MaxHalford/prince

ValueError: array must not contain infs or NaNs

Ashur59 opened this issue · 5 comments

I am utilizing this page (https://datascienceplus.com/parsing-html-and-applying-unsupervised-machine-learning-part-3-principal-component-analysis-pca-using-python/) for a project I am working on. I am running my python script on Visual Studio Code on a Windows 10 machine with the following versions:
sklearn: 1.1.1
pip: 22.1.2
setuptools: 62.6.0
numpy: 1.23.1
scipy: 1.8.1
Cython: 0.29.28
pandas: 1.3.5
matplotlib: 3.5.2
joblib: 1.1.0
threadpoolctl: 3.0.0

The first block of code under "Putting it Together" section of the article where it is:

pca.plot_row_coordinates(
     df2[numerical_features],
     ax=None,
     figsize=(10, 8),
     x_component=0,
     y_component=1,
     labels=None,
     color_labels=df2['Kcluster'],
     ellipse_outline=True,
     ellipse_fill=True,
     show_points=True
 ).legend(loc='center left', bbox_to_anchor=(1, 0.5))

gives the following error message despite the fact that none of the entries of the dataframe are NANs or INFs:

C:\ProgramData\Anaconda3\envs\tf\lib\site-packages\prince\plot.py:45: RuntimeWarning: Degrees of freedom <= 0 for slice
  cov_matrix = np.cov(np.vstack((X, Y)))
C:\ProgramData\Anaconda3\envs\tf\lib\site-packages\numpy\lib\function_base.py:2704: RuntimeWarning: divide by zero encountered in divide
  c *= np.true_divide(1, fact)
C:\ProgramData\Anaconda3\envs\tf\lib\site-packages\numpy\lib\function_base.py:2704: RuntimeWarning: invalid value encountered in multiply
  c *= np.true_divide(1, fact)
Traceback (most recent call last):
  File "c:\Users\username\Desktop\observables\my_script.py", line 163, in <module>
    main()
  File "c:\Users\username\Desktop\observables\my_script.py", line 95, in main
    preprocessor(grand_df, pca)
  File "c:\Users\username\Desktop\observables\utilities.py", line 1815, in preprocessor
    ax = pca.plot_row_coordinates(df2[numerical_features],
  File "C:\ProgramData\Anaconda3\envs\tf\lib\site-packages\prince\pca.py", line 238, in plot_row_coordinates
    x_mean, y_mean, width, height, angle = plot.build_ellipse(x[mask], y[mask])
  File "C:\ProgramData\Anaconda3\envs\tf\lib\site-packages\prince\plot.py", line 46, in build_ellipse
    U, s, V = linalg.svd(cov_matrix, full_matrices=False)
  File "C:\ProgramData\Anaconda3\envs\tf\lib\site-packages\scipy\linalg\_decomp_svd.py", line 108, in svd
    a1 = _asarray_validated(a, check_finite=check_finite)
  File "C:\ProgramData\Anaconda3\envs\tf\lib\site-packages\scipy\_lib\_util.py", line 287, in _asarray_validated
    a = toarray(a)
  File "C:\ProgramData\Anaconda3\envs\tf\lib\site-packages\numpy\lib\function_base.py", line 627, in asarray_chkfinite   
    raise ValueError(
ValueError: array must not contain infs or NaNs

Is there any workaround to account for the 0-degrees of freedom encountered in the calculation of covariance matrix?
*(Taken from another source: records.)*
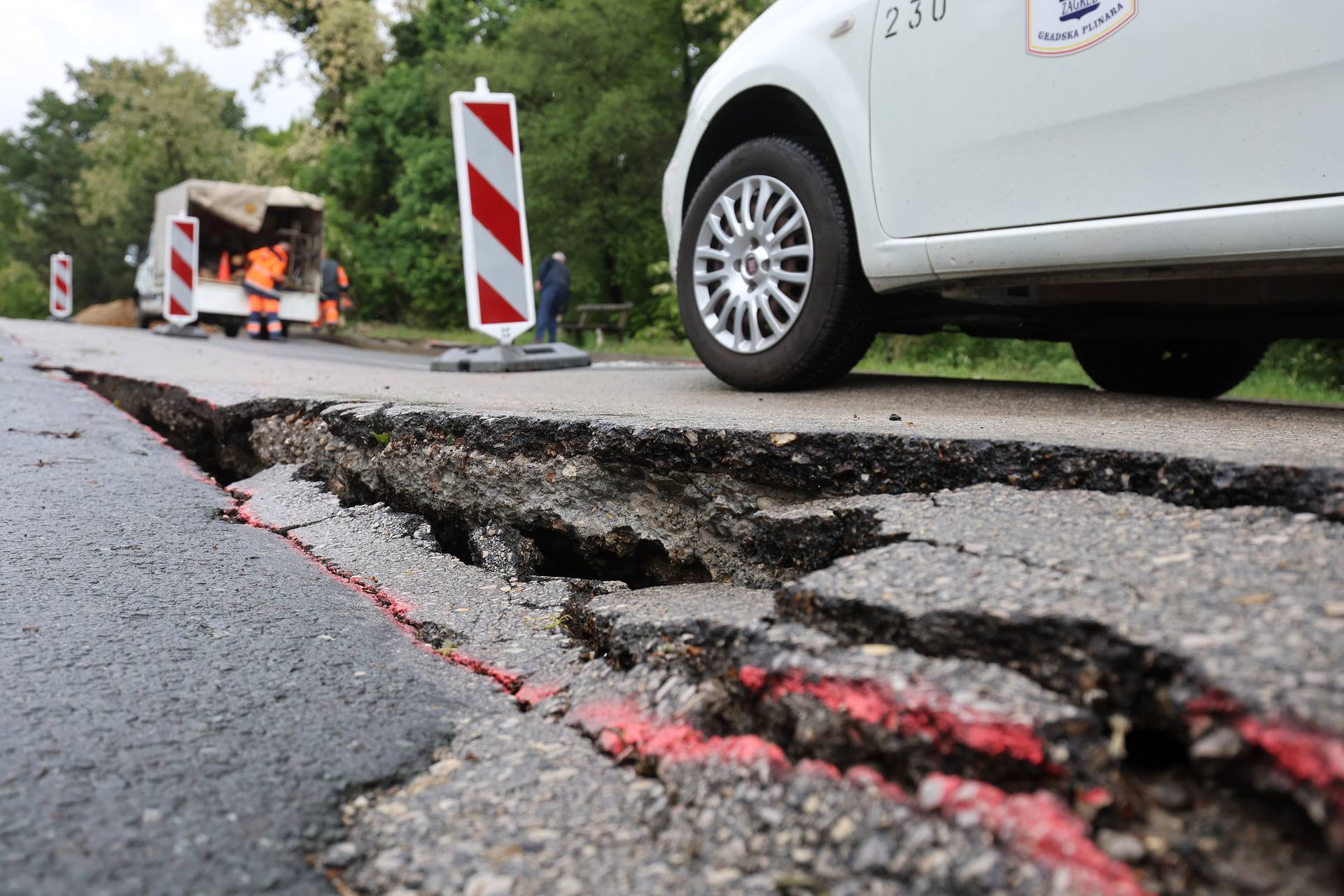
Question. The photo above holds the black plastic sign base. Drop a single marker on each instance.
(511, 359)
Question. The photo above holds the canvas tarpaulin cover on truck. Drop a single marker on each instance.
(249, 213)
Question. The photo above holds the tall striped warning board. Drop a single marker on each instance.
(496, 254)
(62, 285)
(183, 254)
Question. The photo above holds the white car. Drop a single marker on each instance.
(1159, 183)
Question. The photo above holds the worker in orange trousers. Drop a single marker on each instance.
(267, 270)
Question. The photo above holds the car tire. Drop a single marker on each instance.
(1186, 370)
(835, 321)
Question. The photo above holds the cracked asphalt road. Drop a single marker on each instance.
(929, 685)
(186, 700)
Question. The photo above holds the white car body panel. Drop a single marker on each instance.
(229, 300)
(1214, 125)
(1191, 105)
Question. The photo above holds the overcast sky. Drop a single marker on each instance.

Adding the , ddof=0 to the np.cov(np.vstack((X, Y))) of the said plot.py file fixes the issue but that is known to return the sample average in the calculation of covariance matrix which translate to the fact that two of my clusters (with the minimum number of members) are not drawn in the plot.

Hello there 👋

I apologise for not answering earlier. I was not maintaining Prince anymore. However, I have just refactored the entire codebase. This refactoring should have fixed many bugs.
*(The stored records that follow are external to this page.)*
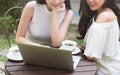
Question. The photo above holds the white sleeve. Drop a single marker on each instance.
(95, 40)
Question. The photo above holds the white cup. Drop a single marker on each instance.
(68, 45)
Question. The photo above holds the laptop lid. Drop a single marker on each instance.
(48, 57)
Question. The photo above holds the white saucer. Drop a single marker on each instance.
(76, 50)
(14, 54)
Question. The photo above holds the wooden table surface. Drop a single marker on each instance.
(84, 67)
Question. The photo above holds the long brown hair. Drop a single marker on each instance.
(86, 15)
(67, 3)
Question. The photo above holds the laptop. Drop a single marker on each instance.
(48, 57)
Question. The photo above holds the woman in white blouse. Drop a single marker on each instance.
(44, 22)
(99, 26)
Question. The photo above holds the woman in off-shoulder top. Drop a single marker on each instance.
(44, 22)
(99, 26)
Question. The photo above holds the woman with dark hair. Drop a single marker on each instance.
(44, 22)
(99, 26)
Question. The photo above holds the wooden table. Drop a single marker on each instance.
(84, 67)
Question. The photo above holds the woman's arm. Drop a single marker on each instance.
(58, 33)
(24, 23)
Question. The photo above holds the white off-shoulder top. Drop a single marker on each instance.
(102, 43)
(39, 28)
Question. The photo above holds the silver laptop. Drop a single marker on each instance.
(49, 57)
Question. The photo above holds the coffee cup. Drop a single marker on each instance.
(68, 45)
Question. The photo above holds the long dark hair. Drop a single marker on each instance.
(67, 3)
(86, 15)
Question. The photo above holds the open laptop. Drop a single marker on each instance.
(48, 57)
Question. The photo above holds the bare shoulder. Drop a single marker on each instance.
(30, 5)
(106, 16)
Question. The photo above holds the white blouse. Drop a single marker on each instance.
(102, 43)
(39, 28)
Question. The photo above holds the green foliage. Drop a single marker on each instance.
(6, 4)
(9, 22)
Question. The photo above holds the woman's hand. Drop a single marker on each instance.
(61, 8)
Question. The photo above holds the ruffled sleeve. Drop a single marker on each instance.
(95, 40)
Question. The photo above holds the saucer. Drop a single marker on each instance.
(14, 54)
(76, 50)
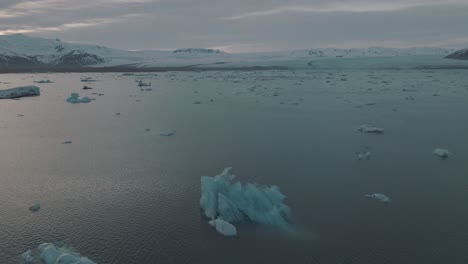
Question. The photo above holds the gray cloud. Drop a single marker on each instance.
(242, 25)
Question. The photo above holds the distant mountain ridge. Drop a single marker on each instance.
(459, 55)
(25, 53)
(198, 51)
(20, 51)
(371, 52)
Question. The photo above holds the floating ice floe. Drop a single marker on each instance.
(380, 197)
(88, 79)
(364, 155)
(143, 84)
(223, 227)
(75, 99)
(21, 91)
(234, 202)
(44, 81)
(442, 153)
(35, 207)
(167, 133)
(370, 129)
(49, 253)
I don’t have time and energy to check if this fixes your issue, but there is a good chance it does. Feel free to reopen this issue if the problem persists after installing the new version — that is, version 0.8.0 and onwards.

Hi,

I ran into the same error when applying MCA to a dataframe of N integer columns. It seems that the instruction in class MCA

one_hot = pd.get_dummies(X)

Does not work with non str values and don't throw any warnings. I solved it by adding the casting to str to the whole dataframe before using the algorithm such as

mca = mca.fit(missing_matrix.astype(str))

Maybe a casting or a type check could be added to the method (?)

All the best!

Good catch @vblanes! I know how to fix that. Basically, pd.get_dummies only does the transformation to str and cat columns. But there's an options to apply it to all columns. I'll send a fix right now.

This is now fixed in version 0.10.7. We now ensure MCA works correctly, regardless of the types of the columns. It treats all the columns as categorical data.